Well, it was such a surprise to find out I was receiving the award. It was really just a kind of a heart-stopping moment to hear Kathy Classen on the other end of the phone when she called and told me. I couldn’t quite believe it. And going to Medicine Hat was a wonderful experience.

All of the recipients were able to bring friends and family members along and it really felt like a family kind of weekend. And they rolled out the red carpet for us. They put on this beautiful art festival at the centre with kids doing art. We had our event and then we had a street party with a concert headed up by none other than Hawksley Workman who I worked with on a production of my play The Silver Arrow. He wrote the music for it at the Citadel. They didn’t know that when they set it up but to have Hawksley there was like the cherry on top of the cake.

That night felt like such a beautiful recognition of Alberta and all the people who have supported these distinguished artists to help them get to where they are. So many people talked about the mentors they had along the way. The people who supported them. Fellow artists. Community members. Teachers. Family members. So, it really did feel like a celebration of all that it is to be an Alberta artist and to be someone that has chosen to come here and work or to remain here and work and there’s just something so beautiful about having that connection to Alberta.

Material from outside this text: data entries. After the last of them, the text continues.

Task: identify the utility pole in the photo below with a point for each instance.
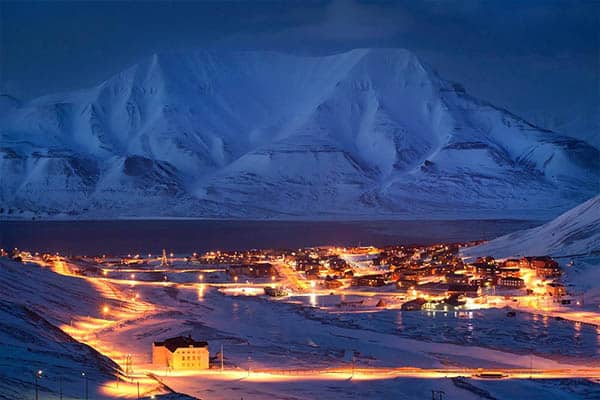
(86, 384)
(36, 376)
(221, 357)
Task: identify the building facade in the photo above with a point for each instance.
(181, 353)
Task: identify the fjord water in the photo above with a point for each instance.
(186, 236)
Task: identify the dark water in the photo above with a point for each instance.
(186, 236)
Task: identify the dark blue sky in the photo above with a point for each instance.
(531, 56)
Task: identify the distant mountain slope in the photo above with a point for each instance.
(367, 133)
(576, 232)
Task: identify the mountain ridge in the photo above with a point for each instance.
(214, 134)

L to R: Clint Lawrence, Mieko Ouchi, Michelle Thrush, Amanda Forbis, Wendy Tilby, Photo Credit Randy Feere
L to R: Clint Lawrence, Mieko Ouchi, Michelle Thrush, Amanda Forbis, Wendy Tilby, Photo Credit Randy Feere

And everybody spoke about that and I think back to my earliest days being a student at Artstrek and having my first tiny little play workshopped at ATP and having Ronnie Burkett as my set designer and Kathy Eberle my high school drama teacher helping me submit my play for that program. And you know Marilyn Potts has been a supporter since way back and then you know Bob White and Dianne Goodman – and all the folks at ATP – John Murrell and so many other folks in this province.

And then all the folks when I came to Edmonton who supported me. You know Stephen Heatley gave me my first summer job at Theatre Network as a summer student. Ron Jenkins supporting me as a first-time playwright and as a playwright in residence. And then all the way up to now working here at the Citadel with Daryl Cloran as his Associate Artistic Director and his support of me and my writing but also my directing on A-House stages.

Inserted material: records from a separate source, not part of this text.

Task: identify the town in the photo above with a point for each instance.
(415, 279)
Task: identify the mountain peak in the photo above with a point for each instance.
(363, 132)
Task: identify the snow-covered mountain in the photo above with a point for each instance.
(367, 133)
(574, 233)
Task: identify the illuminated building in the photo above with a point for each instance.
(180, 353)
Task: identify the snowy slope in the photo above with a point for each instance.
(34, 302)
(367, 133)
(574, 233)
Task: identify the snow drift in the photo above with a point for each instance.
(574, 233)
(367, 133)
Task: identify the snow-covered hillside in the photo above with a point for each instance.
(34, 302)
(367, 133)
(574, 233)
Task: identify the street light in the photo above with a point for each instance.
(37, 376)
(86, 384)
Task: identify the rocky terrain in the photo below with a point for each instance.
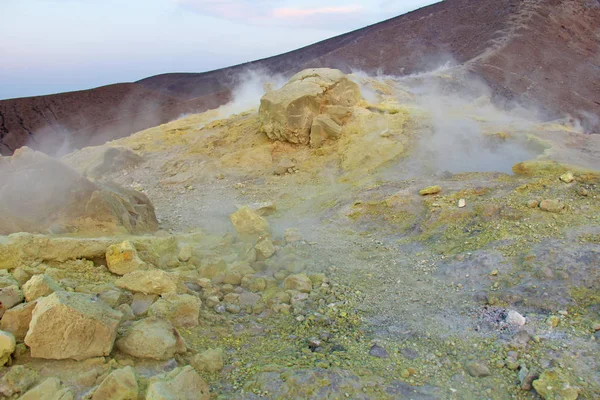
(542, 53)
(348, 237)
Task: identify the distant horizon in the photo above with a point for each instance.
(83, 46)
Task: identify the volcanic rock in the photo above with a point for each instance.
(289, 114)
(72, 325)
(152, 338)
(179, 384)
(40, 194)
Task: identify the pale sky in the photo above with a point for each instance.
(50, 46)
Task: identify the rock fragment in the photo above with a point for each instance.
(299, 282)
(17, 320)
(477, 369)
(247, 222)
(122, 258)
(121, 384)
(10, 296)
(209, 361)
(552, 385)
(179, 384)
(152, 338)
(17, 380)
(38, 286)
(430, 190)
(7, 346)
(181, 310)
(554, 206)
(72, 325)
(149, 282)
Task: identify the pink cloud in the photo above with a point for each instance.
(306, 12)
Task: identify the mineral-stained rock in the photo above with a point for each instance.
(287, 114)
(477, 369)
(9, 297)
(40, 194)
(430, 190)
(17, 319)
(7, 346)
(152, 338)
(264, 247)
(179, 384)
(17, 380)
(247, 222)
(209, 361)
(39, 286)
(121, 384)
(554, 206)
(148, 282)
(323, 128)
(49, 389)
(299, 282)
(122, 259)
(181, 310)
(72, 325)
(552, 385)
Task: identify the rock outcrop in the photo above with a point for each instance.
(296, 113)
(152, 338)
(41, 194)
(72, 325)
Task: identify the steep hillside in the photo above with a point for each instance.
(541, 53)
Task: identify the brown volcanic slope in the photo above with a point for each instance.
(540, 52)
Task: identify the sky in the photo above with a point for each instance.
(51, 46)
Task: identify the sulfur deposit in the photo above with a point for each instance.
(351, 237)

He gave me my first A-House directing job and he gave me my first commission for an A-House play with Silver Arrow. You really need those folks encouraging you and, in your corner, making opportunities for you to help you find your path.

And so now I get to have that reversed a little bit and in my job at the Citadel I get to support emerging artists and help them get their first assistant directing job or be a part of the playwright’s lab and help them work on their new plays, and I’m really enjoying being able to pass it along and being an opportunity maker for other artists.